Context and objectives
Research area and results
Reactor core accidents at nuclear power plants can lead to radioactive substances being released into the environment in the form of gas and aerosols, particularly caesium-134, caesium-137, iodine-131 and other short-lived isotopes of iodine. These particles and aerosols can be inhaled or ingested by populations exposed to the plume. The authorities have various measures for mitigating this risk: evacuation, sheltering indoors, dietary restrictions and stable iodine prophylaxis.
Radioactive iodine species can accumulate very quickly in the thyroid, which can lead to an increased cancer risk for the most vulnerable, especially infants and children. This exposure/effect relationship was demonstrated after 1991 in the areas most severely contaminated by fallout from the Chernobyl disaster, in Belarus, Russia and Ukraine. In France, the “iodine policy” recommends a single administration of potassium iodide (KI) tablets, which can be repeated once if it is impossible to evacuate the population. To be effective, these have to be given ideally between two hours before exposure and up to six hours after. Until now the marketing authorisation (MA) for the iodine tablets has not allowed for repeated administration of iodine beyond two doses.
Since the Fukushima accident, it seems necessary to consider the possibility of repeated administration of stable iodine for people in an area with repeated or prolonged radioactive releases while awaiting evacuation, or where evacuation is impossible. This is what the PRIODAC programme seeks to address.
Its focuses have been undergirded by the research needs identified by the World Health Organization (WHO) in its 2017 guidelines (1).
Since its launch in March 2014, the PRIODAC project has (2):
- built on scientific knowledge of the Wolff-Chaikoff effect (reduction in thyroid hormone production following a very large influx of iodine) and the role of some of the species involved (Na+/I- Symporter (NIS) and SLC5A8, which transports iodine from the apical membrane of thyrocytes). Our studies demonstrated that the Wolff-Chaikoff effect (3), (4), (5), (6), (12) and its escape mechanism occur after prolonged saturation of the thyroid.

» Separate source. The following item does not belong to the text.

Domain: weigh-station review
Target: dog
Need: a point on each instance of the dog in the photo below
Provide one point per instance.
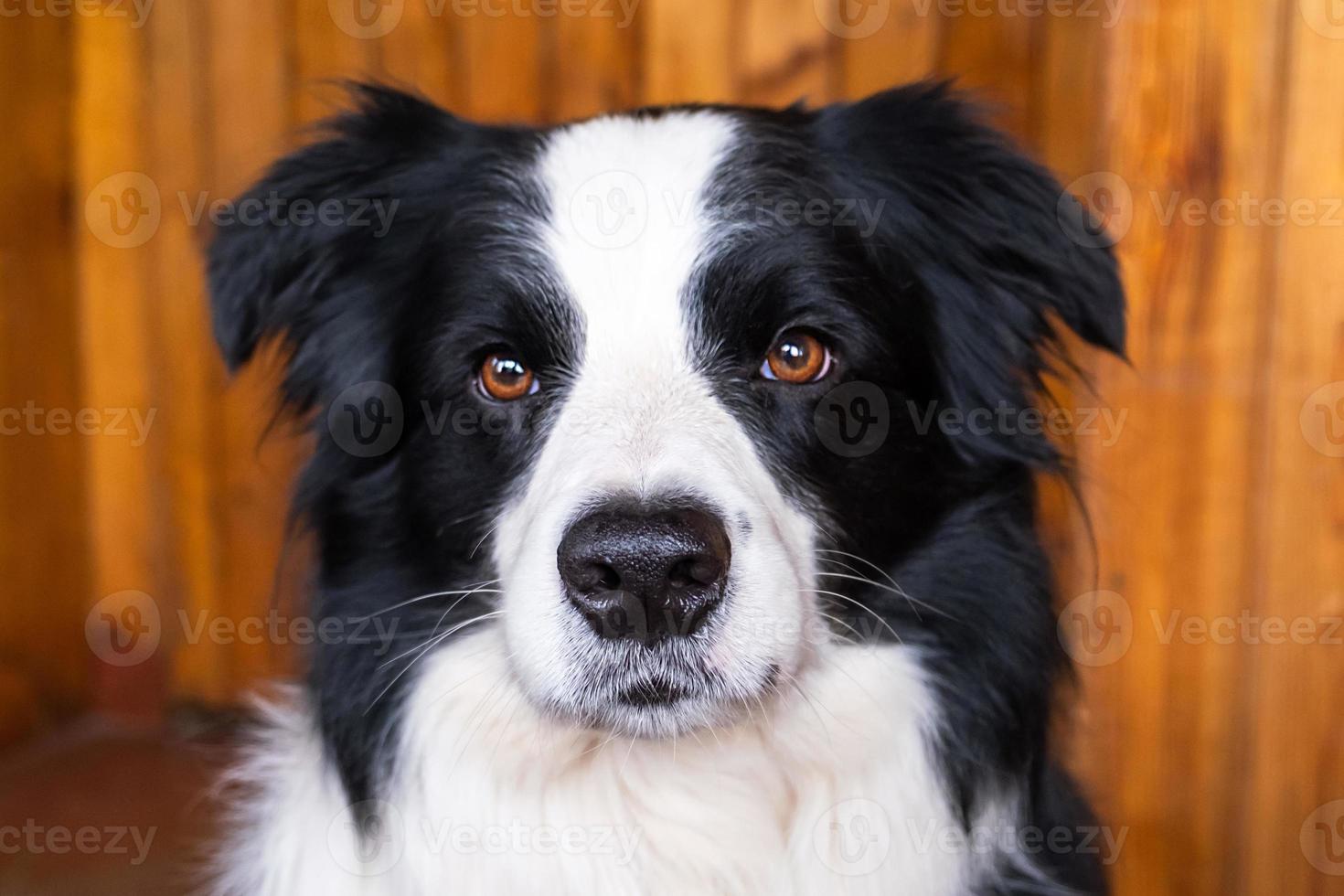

- determined the procedures for the repeated administration of stable iodine among four representative age groups of the population (adults including pregnant women, foetuses, neonates and the elderly). Bio-kinetic studies (7), (8) were used to define an optimal effective dose for the daily administration of potassium iodide (KI) over an 8-day period thanks to several experiments conducted on rats and mice;
- ensured that there are no significant side effects on an adult Wistar rat model for the selected dosage regimen (9), (11). Wistar rats of different age categories have been studied in order to simulate the response of different categories of the population (adults, the elderly, pregnant women, neonates, children). Side effects were examined on various organs: the thyroid, as well as the cardiovascular system, central nervous system, immune system and renal system. However, our studies conducted on an experimental in utero model in a pregnant Wistar rat (mimicking a pregnant woman) revealed significant adverse effects on the offspring and effects on the central nervous system in particular (10), (13), (14). Unlike for adult individuals, the conditions for repeated optimal prophylaxis without toxicity for this category of the population have therefore yet to be defined;
- conducted regulatory toxicology studies using Good Laboratory Practices (GLP) on two adult animal species, rats and dogs, with the Pharmacie Centrale des Armées;
- obtained a marketing authorisation variation (MAV) from the French National Agency for Medicine and Health Product Safety (ANSM). The new dose regimen proposed for adults and children over 12 is 130 mg of potassium iodide per day for up to 7 days.
The authorities responsible for defining the iodine policy are and will continue to be informed of the results of the project. These new French recommendations derived from the PRIODAC project could serve as an example for harmonising "iodine policies" at both European and international levels.
Progress of the PRIODAC project
A PRIODAC project extension granted by the ANR (2019-2022) will make it possible to determine whether repeated prophylaxis is possible for pregnant women, and define the appropriate dosage regiment. Given the marketing authorisation variation granted in early 2020, conditions for the paediatric population still need to be approved following regulatory toxicology tests.